C’est surtout, qu’avec le concours de la presse appointée ou partisane, on se propose de faire d’une vaste et agréable facétie, d’une gasconnade de clocher, une norme d’excellence.
Cela devient alors intolérable. Ne serait-ce qu’outre l’inversion vénéneuse des valeurs, cela ne concourt qu’à dévaloriser les autres types de tauromachies, vous savez celles où la gloire se paie au prix de la peur et du sang.
Si l'allégresse était au rendez-vous, où étaient dimanche à Dax, la difficulté, le risque, le danger, la peur?
Le plaisir, la joie, la jubilation irraisonnés qu’on pût ressentir dimanche (que Chulo ou moi-même avons ressenti!) n’avaient rien d’illégitime ou de honteux, à condition de les laisser à leur place et de les remettre en perspective à l’heure où le raisonnable doit donner.
Et c’est un dacquois, fidèle et amoureux de sa ville qui vous le dit…
Xavier KLEIN

5 commentaires:

Anonyme a dit…

Xavier,

Bieenn !
Muy Correcto !
...Et en plus ce jour là,j'ai re-trouvé le Txulo !
No me lo cago,cono !
J'ai jouis..sans peine,comme un ane dans la jungle ! et.. j'attends ,avec impatience, les résultats des analyses de mes zurhines.
peio.

el chulo a dit…

tout a fait d'accord, don javier!

Bernard a dit…

Xavier,

Ce que tu écris à ta manière rejoint ce qu'en a dit Chulo sur son blog... Mais, ce que tu ne dis pas - et qui est peut-être indicible, c'est pourquoi à Dax?... Pourquoi ces joliesses taurines à Dax?... Serait-ce le "charme" (au sens sorcier) de ses arènes?... Au vrai d'ailleurs, elles sont pour moi les plus "jolies" du Sud-Ouest, et peut-être même - hors mes romaines arlatenque et nîmoise - de France(?)...

Abrazo - Bernard

Anonyme a dit…

Ce songe illusoire, c'était donc la réalité ! Fallait-il être de cette Gaîté-lyrique ? Poser la question, c'est déjà y répondre. Bien sûr, nous en sommes presque toujours, et le regrettons souvent !

stella a dit…

Bien bien,
va pour l´exagération médiatique qui exacerbe et propage une haute tauromachie qui n´en a ni l´audace, ni l´essence, et bientôt plus l´envie.
Va également pour la diversité, les multiples facettes, les différents goûts de la société qu´il faut bien satisfaire...

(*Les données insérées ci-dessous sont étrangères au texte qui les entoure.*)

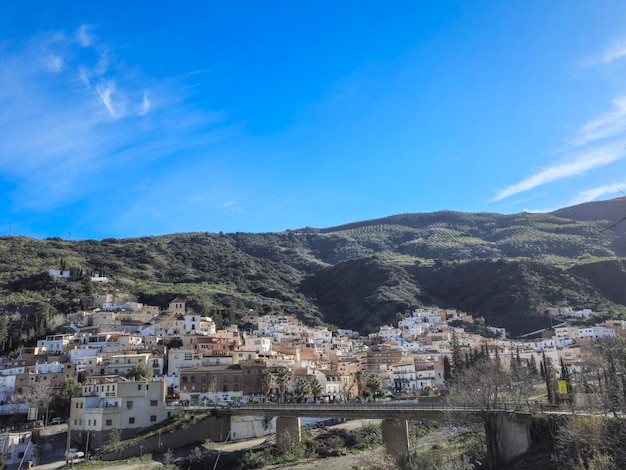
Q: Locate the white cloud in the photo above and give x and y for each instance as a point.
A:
(616, 51)
(608, 125)
(66, 134)
(54, 63)
(105, 92)
(583, 162)
(600, 191)
(83, 36)
(145, 105)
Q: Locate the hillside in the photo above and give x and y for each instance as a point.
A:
(358, 275)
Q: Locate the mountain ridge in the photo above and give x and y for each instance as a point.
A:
(501, 266)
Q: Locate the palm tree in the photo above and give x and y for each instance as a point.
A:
(282, 380)
(317, 390)
(267, 382)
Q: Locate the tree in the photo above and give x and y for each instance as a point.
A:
(61, 401)
(40, 393)
(374, 384)
(317, 390)
(282, 380)
(486, 384)
(359, 380)
(447, 369)
(139, 371)
(267, 382)
(302, 390)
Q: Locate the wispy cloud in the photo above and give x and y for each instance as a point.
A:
(598, 192)
(583, 162)
(73, 116)
(84, 35)
(608, 125)
(616, 51)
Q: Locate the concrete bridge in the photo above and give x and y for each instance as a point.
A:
(513, 425)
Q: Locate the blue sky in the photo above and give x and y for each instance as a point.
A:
(124, 119)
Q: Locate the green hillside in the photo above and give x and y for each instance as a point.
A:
(358, 275)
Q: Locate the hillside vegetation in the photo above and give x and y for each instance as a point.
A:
(358, 275)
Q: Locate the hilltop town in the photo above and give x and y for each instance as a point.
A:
(122, 365)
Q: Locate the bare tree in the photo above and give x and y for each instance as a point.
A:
(485, 385)
(40, 393)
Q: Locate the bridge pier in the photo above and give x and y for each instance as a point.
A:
(513, 434)
(396, 437)
(287, 432)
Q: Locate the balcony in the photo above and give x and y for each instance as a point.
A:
(103, 411)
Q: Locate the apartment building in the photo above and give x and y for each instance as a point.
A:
(113, 402)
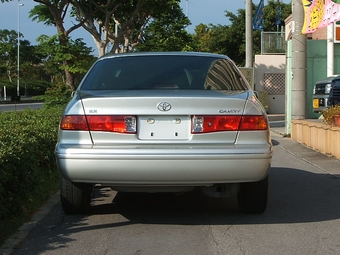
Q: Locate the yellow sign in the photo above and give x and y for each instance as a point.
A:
(319, 13)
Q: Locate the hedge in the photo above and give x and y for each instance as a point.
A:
(28, 172)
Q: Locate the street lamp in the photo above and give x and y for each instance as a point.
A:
(18, 79)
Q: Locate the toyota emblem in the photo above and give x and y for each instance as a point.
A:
(164, 106)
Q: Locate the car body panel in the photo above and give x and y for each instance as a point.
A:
(154, 156)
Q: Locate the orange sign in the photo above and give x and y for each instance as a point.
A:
(319, 13)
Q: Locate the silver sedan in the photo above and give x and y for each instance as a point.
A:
(164, 122)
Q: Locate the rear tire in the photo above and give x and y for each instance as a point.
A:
(252, 197)
(75, 197)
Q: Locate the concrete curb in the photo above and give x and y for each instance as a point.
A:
(13, 241)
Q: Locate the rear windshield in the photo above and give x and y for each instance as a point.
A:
(164, 72)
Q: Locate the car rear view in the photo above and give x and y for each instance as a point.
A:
(164, 122)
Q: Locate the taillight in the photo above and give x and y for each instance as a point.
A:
(207, 124)
(106, 123)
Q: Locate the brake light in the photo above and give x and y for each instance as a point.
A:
(207, 124)
(106, 123)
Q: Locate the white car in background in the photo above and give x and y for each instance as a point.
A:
(164, 122)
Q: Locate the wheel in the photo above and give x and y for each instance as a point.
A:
(75, 197)
(252, 197)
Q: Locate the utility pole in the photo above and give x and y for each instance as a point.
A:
(249, 34)
(18, 54)
(299, 63)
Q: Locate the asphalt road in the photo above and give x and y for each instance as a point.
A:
(302, 217)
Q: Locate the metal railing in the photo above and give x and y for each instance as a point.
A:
(273, 43)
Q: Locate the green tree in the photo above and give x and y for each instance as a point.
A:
(167, 32)
(76, 53)
(230, 39)
(29, 63)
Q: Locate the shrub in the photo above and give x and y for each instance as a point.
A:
(28, 173)
(329, 113)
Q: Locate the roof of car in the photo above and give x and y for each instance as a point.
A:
(167, 53)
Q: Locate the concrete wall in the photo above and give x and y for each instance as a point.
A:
(275, 64)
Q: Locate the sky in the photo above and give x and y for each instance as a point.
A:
(198, 11)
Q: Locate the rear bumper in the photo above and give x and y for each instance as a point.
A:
(163, 167)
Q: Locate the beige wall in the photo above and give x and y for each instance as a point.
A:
(271, 64)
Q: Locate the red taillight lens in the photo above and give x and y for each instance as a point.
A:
(74, 122)
(207, 124)
(106, 123)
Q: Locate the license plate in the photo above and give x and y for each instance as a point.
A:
(164, 127)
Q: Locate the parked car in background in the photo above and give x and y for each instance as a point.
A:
(165, 122)
(321, 93)
(334, 95)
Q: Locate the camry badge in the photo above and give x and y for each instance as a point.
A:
(164, 106)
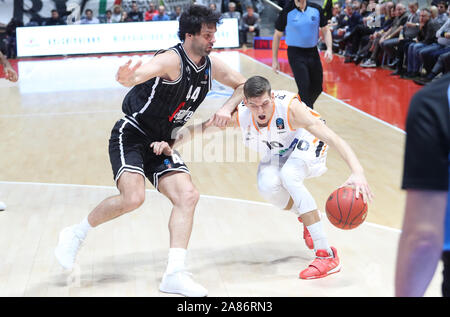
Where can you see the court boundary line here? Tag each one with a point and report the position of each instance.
(245, 201)
(334, 98)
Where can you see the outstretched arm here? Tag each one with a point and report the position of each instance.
(231, 78)
(301, 117)
(165, 65)
(186, 134)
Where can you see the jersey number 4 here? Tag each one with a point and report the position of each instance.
(194, 95)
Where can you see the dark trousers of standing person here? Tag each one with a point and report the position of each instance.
(446, 274)
(402, 48)
(308, 73)
(355, 38)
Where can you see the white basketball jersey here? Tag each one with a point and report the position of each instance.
(278, 138)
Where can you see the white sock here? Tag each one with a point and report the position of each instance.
(82, 229)
(319, 237)
(176, 261)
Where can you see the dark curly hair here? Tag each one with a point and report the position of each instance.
(194, 17)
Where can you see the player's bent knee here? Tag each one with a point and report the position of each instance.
(188, 198)
(133, 201)
(292, 176)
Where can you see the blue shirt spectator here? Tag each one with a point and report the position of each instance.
(161, 16)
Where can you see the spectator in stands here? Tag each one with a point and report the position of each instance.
(442, 46)
(135, 15)
(213, 7)
(175, 15)
(442, 66)
(161, 16)
(89, 18)
(361, 35)
(336, 17)
(354, 19)
(108, 17)
(434, 12)
(250, 23)
(232, 13)
(151, 12)
(393, 32)
(426, 36)
(339, 22)
(125, 17)
(55, 19)
(442, 12)
(363, 10)
(394, 47)
(387, 15)
(117, 14)
(11, 75)
(407, 36)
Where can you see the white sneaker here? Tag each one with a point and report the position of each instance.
(67, 248)
(181, 282)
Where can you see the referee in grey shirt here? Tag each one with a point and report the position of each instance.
(301, 20)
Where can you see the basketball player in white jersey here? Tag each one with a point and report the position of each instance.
(293, 142)
(11, 75)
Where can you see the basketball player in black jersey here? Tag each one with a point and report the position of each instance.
(166, 92)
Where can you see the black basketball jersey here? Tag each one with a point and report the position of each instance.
(158, 106)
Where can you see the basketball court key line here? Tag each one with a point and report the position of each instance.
(252, 202)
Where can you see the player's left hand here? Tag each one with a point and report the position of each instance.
(359, 182)
(11, 74)
(328, 56)
(221, 118)
(161, 148)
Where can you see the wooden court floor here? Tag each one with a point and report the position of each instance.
(55, 125)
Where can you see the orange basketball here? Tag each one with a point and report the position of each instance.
(344, 210)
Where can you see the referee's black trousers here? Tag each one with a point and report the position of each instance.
(307, 68)
(446, 274)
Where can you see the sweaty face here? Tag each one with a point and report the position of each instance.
(261, 108)
(203, 42)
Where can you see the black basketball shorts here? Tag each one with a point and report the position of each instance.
(129, 150)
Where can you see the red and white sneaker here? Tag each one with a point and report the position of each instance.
(307, 236)
(322, 266)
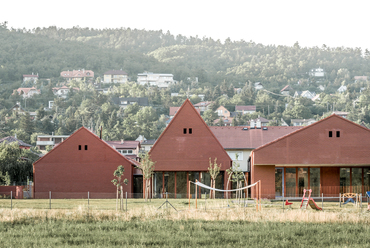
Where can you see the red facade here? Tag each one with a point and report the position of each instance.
(187, 144)
(82, 163)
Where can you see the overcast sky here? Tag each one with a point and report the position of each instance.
(279, 22)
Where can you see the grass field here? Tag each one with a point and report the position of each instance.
(73, 223)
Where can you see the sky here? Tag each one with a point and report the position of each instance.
(270, 22)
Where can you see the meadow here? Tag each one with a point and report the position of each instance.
(215, 224)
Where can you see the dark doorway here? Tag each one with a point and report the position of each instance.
(138, 186)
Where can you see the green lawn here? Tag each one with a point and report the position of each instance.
(191, 233)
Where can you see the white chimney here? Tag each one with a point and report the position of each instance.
(252, 124)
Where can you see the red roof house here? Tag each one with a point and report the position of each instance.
(183, 150)
(330, 157)
(82, 163)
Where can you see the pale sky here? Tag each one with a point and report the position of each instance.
(279, 22)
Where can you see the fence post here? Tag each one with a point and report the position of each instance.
(322, 200)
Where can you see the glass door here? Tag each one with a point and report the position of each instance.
(279, 182)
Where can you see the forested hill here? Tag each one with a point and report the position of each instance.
(48, 51)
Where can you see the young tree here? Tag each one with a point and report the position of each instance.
(118, 182)
(213, 170)
(147, 168)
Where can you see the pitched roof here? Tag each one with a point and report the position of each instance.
(127, 144)
(179, 149)
(245, 108)
(314, 145)
(80, 130)
(115, 72)
(11, 139)
(246, 138)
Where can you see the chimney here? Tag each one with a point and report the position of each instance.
(258, 123)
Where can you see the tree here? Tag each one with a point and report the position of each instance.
(213, 170)
(147, 168)
(118, 182)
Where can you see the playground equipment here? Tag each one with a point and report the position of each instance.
(257, 185)
(351, 197)
(308, 200)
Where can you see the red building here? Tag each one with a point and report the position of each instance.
(182, 153)
(80, 164)
(330, 157)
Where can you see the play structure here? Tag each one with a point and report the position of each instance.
(351, 197)
(308, 201)
(257, 185)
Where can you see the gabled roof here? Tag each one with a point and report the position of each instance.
(11, 139)
(179, 149)
(333, 140)
(246, 138)
(76, 133)
(115, 72)
(245, 108)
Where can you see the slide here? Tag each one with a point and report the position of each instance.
(313, 204)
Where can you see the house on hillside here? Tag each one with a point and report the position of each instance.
(82, 163)
(245, 109)
(27, 92)
(77, 75)
(115, 76)
(160, 80)
(329, 157)
(123, 102)
(182, 154)
(30, 78)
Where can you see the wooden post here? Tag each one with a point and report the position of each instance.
(189, 195)
(196, 194)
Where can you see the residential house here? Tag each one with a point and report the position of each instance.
(258, 86)
(203, 106)
(341, 113)
(11, 139)
(317, 72)
(123, 102)
(63, 91)
(27, 92)
(302, 122)
(77, 75)
(222, 112)
(182, 154)
(155, 79)
(240, 141)
(249, 109)
(330, 157)
(49, 140)
(258, 123)
(115, 76)
(82, 164)
(30, 78)
(342, 89)
(285, 91)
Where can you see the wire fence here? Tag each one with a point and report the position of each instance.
(130, 201)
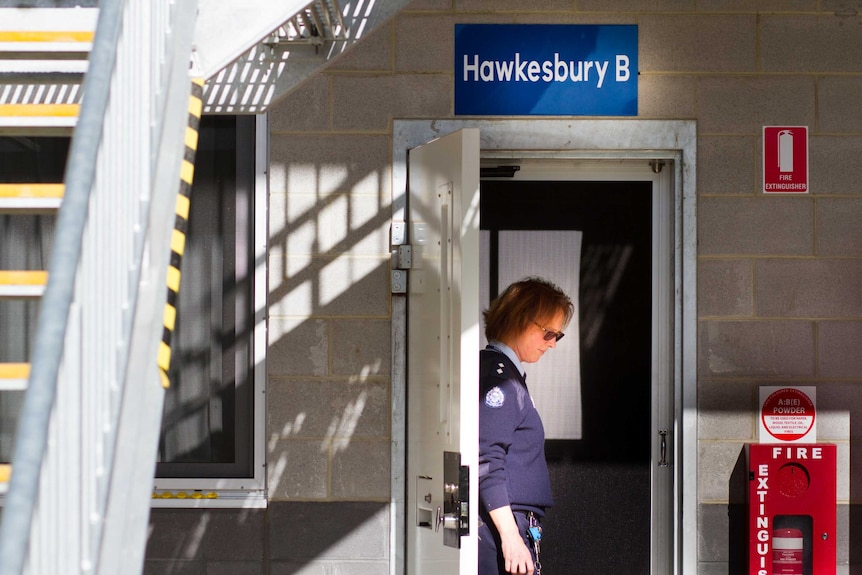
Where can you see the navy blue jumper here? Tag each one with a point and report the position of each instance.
(512, 467)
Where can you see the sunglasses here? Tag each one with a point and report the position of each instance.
(549, 335)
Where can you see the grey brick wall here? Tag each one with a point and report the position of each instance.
(779, 277)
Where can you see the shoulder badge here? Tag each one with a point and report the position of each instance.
(495, 397)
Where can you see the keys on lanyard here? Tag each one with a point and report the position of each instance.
(534, 533)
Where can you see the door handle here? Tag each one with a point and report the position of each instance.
(663, 448)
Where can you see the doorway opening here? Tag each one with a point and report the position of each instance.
(592, 238)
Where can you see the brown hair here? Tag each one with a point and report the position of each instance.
(532, 299)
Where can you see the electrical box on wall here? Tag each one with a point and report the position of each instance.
(791, 503)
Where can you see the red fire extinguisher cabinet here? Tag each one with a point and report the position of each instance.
(791, 503)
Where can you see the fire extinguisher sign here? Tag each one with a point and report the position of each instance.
(785, 159)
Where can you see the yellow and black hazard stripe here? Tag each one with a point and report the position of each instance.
(178, 239)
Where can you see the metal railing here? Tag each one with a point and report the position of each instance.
(88, 432)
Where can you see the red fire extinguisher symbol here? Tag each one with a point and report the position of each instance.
(787, 552)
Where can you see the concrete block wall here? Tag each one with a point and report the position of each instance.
(779, 277)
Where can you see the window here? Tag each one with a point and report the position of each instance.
(212, 429)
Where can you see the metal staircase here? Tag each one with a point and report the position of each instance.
(81, 400)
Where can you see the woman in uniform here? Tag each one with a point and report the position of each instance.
(522, 324)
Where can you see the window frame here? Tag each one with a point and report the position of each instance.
(240, 491)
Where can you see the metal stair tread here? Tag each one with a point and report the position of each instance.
(30, 197)
(22, 283)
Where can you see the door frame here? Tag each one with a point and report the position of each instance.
(673, 140)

Allons-y alors gaiement, jouissons donc, jouissons!
Comme des ânes, comme des gnous, même!
Dans nos songes, dans nos draps, dans les rondes incessantes de bravas muletas (Adios toros bravos!)!

Et mélangeons nos eaux, nos joies issues tantôt d´un théâtre musical, tantôt d´une piste de cirque ou d´un cercle d´arène!

(dit-on "Olé" sur les planches du Chatelet? Dans nos songes, tout est permis!...)

J´adore l´expression toute expressive et lassive des quatres spectateurs dans les gradins (et Morante, devant ces huits yeux qui semblent ne regarder ni le toro ni les toreros?), lá,sur la toute première photo jointe au text...

Bon, c´est quand déjà, Morante á Beyreuth?